Re: Highly Efficient Custom Sorting

Eliot Gable <egable+pgsql-performance@xxxxxxxxx> · Sat, 3 Jul 2010 16:17:56 -0400

Read RFC 2782 on random weighted load balancing of SRV records inside DNS. That algorithm is what I need implemented, but with an extension. I have groups of records I need to have the algorithm applied to where each group is treated separately from the others. I understand the operational complexity of what I'm doing. It is more like N^3, or more precisely G*P*W where G is the number of groups, P the number of priorities per group, and W the number of different weights per priority. But, the complexity of the algorithm means nothing in terms of performance  or run time because it will only ever deal with very small sets of records (maybe 20 rows of data, tops). Even if the algorithm were N^4, it wouldn't matter with that few records. But, more importantly, there are constraints in how the data is sub-divided. Primarily, G < P < W. Further, G and P are groupings which subdivide the entire set of data and the groups do not have overlapping data. So, maybe it's more like N^2.2 or something. But, regardless, we're only talking about 20 rows, tops. 
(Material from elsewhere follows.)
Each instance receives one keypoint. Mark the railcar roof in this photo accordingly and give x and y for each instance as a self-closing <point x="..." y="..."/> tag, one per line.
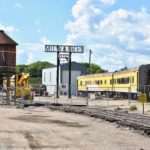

The issue is how efficiently the languages can deal with arrays. In Perl, I have to parse a string into an array of data, then break it up into sub arrays inside associative arrays just to work with the input. I also have to splice the array to remove elements, which I don't think is very efficient. Any way I could come up with of removing elements involved rebuilding the entire array. The same thing goes for pl/pgsql. Dealing with arrays there is also not very efficient. I do a lot of constructing of arrays from sets of data using myvar = array(select blah);. While pl/pgsql was considerably faster than Perl, it cannot come close to what I did in C++ using a hash of a hash of a linked list. The two hash tables provide my groupings and the linked list gives me something that is highly efficient for removing elements as I pick them.

I've looked through the documentation on how to re-write this in C, but I cannot seem to find good documentation on working with the input array (which is an array of a complex type). I also don't see good documentation for working with the complex type. I found stuff that talks about constructing a complex type in C and returning it. However, I'm not sure how to take an input complex type and deconstruct it into something I can work with in C. Also, the memory context management stuff is not entirely clear. Specifically, how do I go about preserving the pointers to the data that I allocate in multi-call memory context so that they still point to the data on the next call to the function for the next result row? Am I supposed to set up some global variables to do that, or am I supposed to take a different approach? If I need to use global variables, then how do I deal with concurrency?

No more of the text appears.